近年は「スメハラ(スメルハラスメント)」という言葉が定着するほど、においに対する意識が高まっています。ビジネスシーンはもちろん、学校などでもにおい対策は必須で、体臭や口臭で周囲に不快な思いをさせていないか、気にしている人も少なくないと思います。

先の項でも解説したように、体臭や口臭は本人が気づきにくいという特徴があります。また、体のにおいに関することは、いくら親しい間でも口にするのが難しく、においに気づいていても注意できません。その結果、きちんと対策しているつもりでも、知らず知らずのうちにスメハラになっているということも起こりがち。体臭測定器でこまめにチェックしていれば、こうした事態を回避することが可能です。

ちなみに、女性は男性に比べてにおいに敏感です。

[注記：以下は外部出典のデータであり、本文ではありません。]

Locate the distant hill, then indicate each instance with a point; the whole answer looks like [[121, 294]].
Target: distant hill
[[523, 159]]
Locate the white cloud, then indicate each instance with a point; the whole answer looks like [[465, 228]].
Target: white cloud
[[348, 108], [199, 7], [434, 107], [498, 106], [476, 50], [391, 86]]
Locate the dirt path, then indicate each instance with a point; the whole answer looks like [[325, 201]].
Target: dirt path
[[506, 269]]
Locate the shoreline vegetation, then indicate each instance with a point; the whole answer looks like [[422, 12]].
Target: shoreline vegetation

また、悪臭のマイナスイメージは良い香りよりも強く記憶に残るといわれているので、男性はしっかりとしたスメルケアが欠かせません。

健康管理に役立つ

体臭は体調の影響をダイレクトに受けます。このため、日ごろから体のにおいをチェックしていれば、体調の変化を知る有効な手がかりとなります。

例えば、疲労が蓄積すると、体内でうまく処理し切れなかったアンモニアが血流に乗って全身を巡り、皮膚から発散されます。このため、アンモニア特有のツンとしたにおいが混じった「疲労臭」と呼ばれる体臭が発生します。

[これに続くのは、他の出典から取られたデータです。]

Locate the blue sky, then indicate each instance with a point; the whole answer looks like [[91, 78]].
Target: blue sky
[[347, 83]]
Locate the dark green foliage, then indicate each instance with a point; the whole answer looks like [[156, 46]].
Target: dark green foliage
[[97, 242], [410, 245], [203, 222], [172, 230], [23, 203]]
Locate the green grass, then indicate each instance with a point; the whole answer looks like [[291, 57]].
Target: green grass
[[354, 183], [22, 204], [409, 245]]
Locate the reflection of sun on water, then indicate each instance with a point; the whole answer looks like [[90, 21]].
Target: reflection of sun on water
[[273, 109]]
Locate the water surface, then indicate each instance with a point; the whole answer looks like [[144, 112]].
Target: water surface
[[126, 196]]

もし、夕方になると体臭が強くなるという場合はとりわけ要注意。1日のストレスの蓄積や心身の緊張はアンモニアの発散を促して、疲労臭を強めるからです。1日の終わり近くに体臭が強くなると感じたら、すぐに生活パターンを見直してみてください。

病院を受診するきっかけになる

体臭をチェックすることは、病気の発見にも役立ちます。古来、病気に特有のにおいがあることが知られており、日本でも明治までは患者の体臭で診断する「嗅診」が広く行われていたそうです。病気になると、体内で起こっている化学反応や物質の生成が、元気なときと変わってきます。

生成される物質にはそれぞれ特有のにおいがあります。これらが血液に乗って全身を巡り、汗、尿、吐息などに混じることで、病気特有の体臭が生まれるのです。

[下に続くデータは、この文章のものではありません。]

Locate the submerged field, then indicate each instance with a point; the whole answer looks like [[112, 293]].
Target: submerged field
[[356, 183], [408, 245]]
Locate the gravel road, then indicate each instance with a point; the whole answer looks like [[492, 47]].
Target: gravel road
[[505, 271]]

例えば、糖尿病になると体から甘いにおいがして、病気が進行すると甘酸っぱいにおいに変わるとされています。一方、胃腸に何かトラブルを抱えている場合には、酸っぱいにおいや腐敗したもののにおいが、息に混じるとされています。いつもと違う体のにおいに気づいたら、病気の可能性があるので早めに病院を受診しましょう。

 

まとめ

「スメハラ」という言葉に象徴されるように、においに対して敏感な時代です。注意していても、自分の体臭、口臭には気づきにくいので、においが気になるなら体臭測定器を使ってみるのも良い方法です。においに対する意識の高まりとともに、最近はリーズナブルな価格で、使いやすい体臭測定器が市販されています。自分の体臭を客観的にチェックできれば、スメハラ対策やエチケットに有効なだけでなく、健康管理にも役立ちます。